[TIP] parallel testing plugin for nose ... sprint at PyCon?

Tue Jan 8 13:26:55 PST 2008

Hello test-enthusiasts, QA Engineers, and the like ...
[sorry for the cross-list post]

I mentioned once before in a conversation with Noah Gift on TIP that I
might consider leading a sprint at PyCon to build a parallel testing
plugin for nose.  I still think this would be a fun sprint but I've
decided that I can't commit to organizing one due to the fact that I
am giving a talk [1], co-presenting a tutorial [2], and working
closely with my company to do some recruiting at PyCon.  Phew!  I also
may not be able to commit to all 4 days of sprinting due to work.

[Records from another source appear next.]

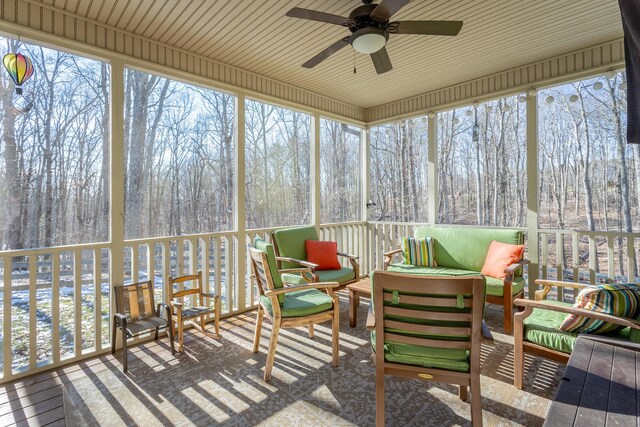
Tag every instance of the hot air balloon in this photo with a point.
(19, 67)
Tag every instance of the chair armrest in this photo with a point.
(209, 294)
(298, 261)
(162, 307)
(121, 320)
(486, 333)
(388, 256)
(371, 319)
(354, 257)
(516, 265)
(634, 324)
(321, 285)
(548, 284)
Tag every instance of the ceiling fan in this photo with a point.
(370, 28)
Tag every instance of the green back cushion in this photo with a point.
(290, 243)
(542, 327)
(465, 248)
(452, 359)
(418, 251)
(267, 248)
(620, 300)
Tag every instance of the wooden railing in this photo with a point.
(56, 302)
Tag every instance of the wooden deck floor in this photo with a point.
(37, 400)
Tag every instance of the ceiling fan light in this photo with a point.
(368, 40)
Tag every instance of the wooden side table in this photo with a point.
(361, 287)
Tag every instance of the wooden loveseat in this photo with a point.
(462, 252)
(537, 327)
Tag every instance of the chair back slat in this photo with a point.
(261, 270)
(426, 329)
(426, 315)
(426, 342)
(135, 300)
(428, 301)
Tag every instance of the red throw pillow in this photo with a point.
(325, 254)
(499, 257)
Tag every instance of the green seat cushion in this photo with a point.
(290, 242)
(301, 303)
(428, 357)
(466, 248)
(341, 276)
(267, 248)
(494, 286)
(542, 327)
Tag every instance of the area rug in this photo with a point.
(219, 382)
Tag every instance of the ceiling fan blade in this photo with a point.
(387, 8)
(314, 15)
(326, 53)
(436, 28)
(381, 61)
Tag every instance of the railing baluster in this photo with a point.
(545, 255)
(6, 330)
(97, 300)
(134, 263)
(631, 258)
(55, 305)
(575, 243)
(33, 309)
(593, 259)
(611, 268)
(77, 301)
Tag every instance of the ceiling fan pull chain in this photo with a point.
(354, 62)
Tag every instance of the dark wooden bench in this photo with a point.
(600, 385)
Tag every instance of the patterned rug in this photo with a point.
(220, 382)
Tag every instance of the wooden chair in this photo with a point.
(137, 315)
(197, 308)
(544, 318)
(289, 245)
(428, 328)
(303, 305)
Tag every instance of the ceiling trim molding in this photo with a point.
(547, 72)
(51, 21)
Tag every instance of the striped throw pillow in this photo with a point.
(620, 300)
(418, 251)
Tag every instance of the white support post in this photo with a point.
(365, 191)
(316, 192)
(116, 190)
(432, 169)
(532, 189)
(240, 250)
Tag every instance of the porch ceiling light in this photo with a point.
(369, 40)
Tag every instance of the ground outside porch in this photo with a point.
(220, 382)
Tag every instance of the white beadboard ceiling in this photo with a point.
(257, 36)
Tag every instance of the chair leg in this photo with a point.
(170, 332)
(476, 401)
(463, 392)
(273, 342)
(379, 396)
(508, 315)
(518, 349)
(124, 352)
(335, 336)
(256, 335)
(114, 330)
(217, 315)
(181, 334)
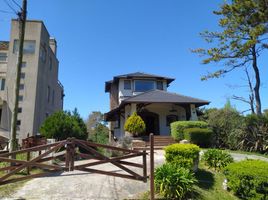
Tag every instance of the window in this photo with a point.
(21, 86)
(2, 83)
(170, 119)
(0, 114)
(117, 122)
(53, 97)
(48, 94)
(20, 98)
(127, 84)
(50, 63)
(22, 75)
(19, 110)
(159, 85)
(28, 46)
(3, 57)
(23, 64)
(43, 54)
(144, 85)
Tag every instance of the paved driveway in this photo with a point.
(82, 185)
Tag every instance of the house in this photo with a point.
(40, 92)
(147, 95)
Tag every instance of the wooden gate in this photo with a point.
(66, 152)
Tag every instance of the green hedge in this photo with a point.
(174, 182)
(248, 179)
(177, 128)
(183, 155)
(217, 159)
(200, 136)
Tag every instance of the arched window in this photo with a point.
(171, 118)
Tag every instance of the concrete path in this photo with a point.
(79, 185)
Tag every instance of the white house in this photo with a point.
(147, 95)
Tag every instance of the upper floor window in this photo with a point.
(28, 46)
(2, 83)
(23, 64)
(50, 63)
(144, 85)
(3, 57)
(127, 84)
(170, 119)
(159, 85)
(43, 53)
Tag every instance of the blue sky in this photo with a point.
(99, 39)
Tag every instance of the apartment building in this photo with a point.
(41, 93)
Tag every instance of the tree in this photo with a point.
(244, 25)
(64, 124)
(135, 125)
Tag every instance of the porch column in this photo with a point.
(193, 113)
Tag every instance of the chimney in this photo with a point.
(53, 45)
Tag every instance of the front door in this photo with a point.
(151, 121)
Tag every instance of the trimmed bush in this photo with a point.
(184, 155)
(200, 136)
(248, 179)
(217, 159)
(173, 182)
(135, 125)
(177, 128)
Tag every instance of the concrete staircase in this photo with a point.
(159, 142)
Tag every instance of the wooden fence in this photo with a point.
(67, 152)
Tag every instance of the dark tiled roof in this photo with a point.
(136, 75)
(156, 96)
(160, 96)
(4, 45)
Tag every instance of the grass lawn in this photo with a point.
(209, 186)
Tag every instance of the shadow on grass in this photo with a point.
(206, 179)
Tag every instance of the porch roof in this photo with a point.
(157, 96)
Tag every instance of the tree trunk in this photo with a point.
(258, 81)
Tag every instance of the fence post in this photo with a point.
(152, 166)
(28, 159)
(144, 166)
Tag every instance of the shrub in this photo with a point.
(184, 155)
(135, 125)
(64, 124)
(177, 128)
(217, 159)
(253, 135)
(248, 179)
(173, 182)
(199, 136)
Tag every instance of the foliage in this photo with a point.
(64, 124)
(94, 118)
(243, 26)
(135, 125)
(224, 123)
(217, 159)
(177, 128)
(248, 179)
(253, 135)
(200, 136)
(183, 155)
(173, 182)
(100, 135)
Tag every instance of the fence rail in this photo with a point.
(67, 150)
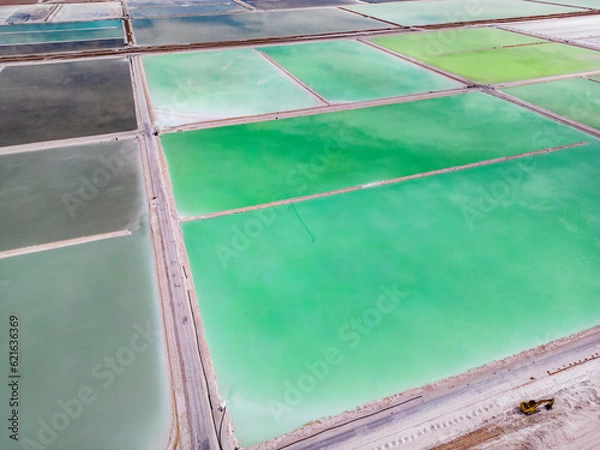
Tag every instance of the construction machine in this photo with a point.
(530, 407)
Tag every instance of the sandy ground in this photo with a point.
(479, 409)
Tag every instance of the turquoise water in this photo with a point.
(305, 305)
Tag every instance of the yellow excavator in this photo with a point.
(530, 407)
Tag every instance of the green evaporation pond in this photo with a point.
(92, 359)
(230, 167)
(497, 58)
(345, 71)
(194, 87)
(577, 98)
(305, 305)
(452, 11)
(69, 192)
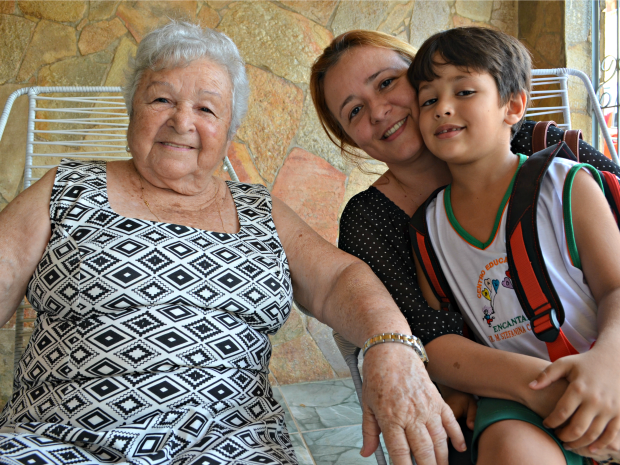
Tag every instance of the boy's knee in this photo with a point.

Is anyone interested in leading this sprint?  If so, I would be your
champion sprinter and would certainly share my ideas for the
implementation :)  As sprint projects are beginning to pop up and
PyCon is poised to give much better exposure to sprints this year, now
is the time:
http://us.pycon.org/2008/sprints/projects/

So why do we need a mechanism to run nosetests in parallel?  Jason
Pellerin and I work at a company where we now have at least 2
functional test suites that take over 3 hours each to run.  This is
because they run Selenium tests in a real browser; they would probably
benefit from optimization but building a plugin to, say, run those
tests across 3 machines simultaneously would be a HUGE timesaver and
probably a better pay-off than low-level optimization.  I have no
doubt that there are other people who are in similar situations --
that is, with tests suites already running in nose that could benefit
from parallel-ization.  There seems to be keen interest on the nose
list.

Here is the best idea I have so far for an implementation that has a
chance of fitting into a sprint:

- we need a supervisor.  i.e. nosetests --run-as-supervisor
- we need worker daemons that wait for commands.  i.e. nosetests
--run-as-worker --bind 192.168.50.1:9001, etc
- we need a mechanism for the supervisor to analyze a test suite and
split it into chunks for workers to run.
- we need a way for workers to post test results back to the
supervisor and for the supervisor to report on progress

  - my only idea for accomplishing this while still maintaining
setup/teardown calls at all levels (packages, modules, classes) is to
hook into nose's collector so that each test can be assigned an id.
For a test suite of 300 tests and a pool of 3 workers, each worker
would be told to run :

    @worker1: nosetests 1:100
    @worker2: nosetests 101:200
    @worker3: nosetests 201:300

- finally, we need an implementation!  we need tests!  we need
benchmarks!  we need docs!  et cetera

(For a long rambling trail of notes about the above plus what to
consider when writing the plugin:
http://code.google.com/p/python-nose/issues/detail?id=93&q=parallel )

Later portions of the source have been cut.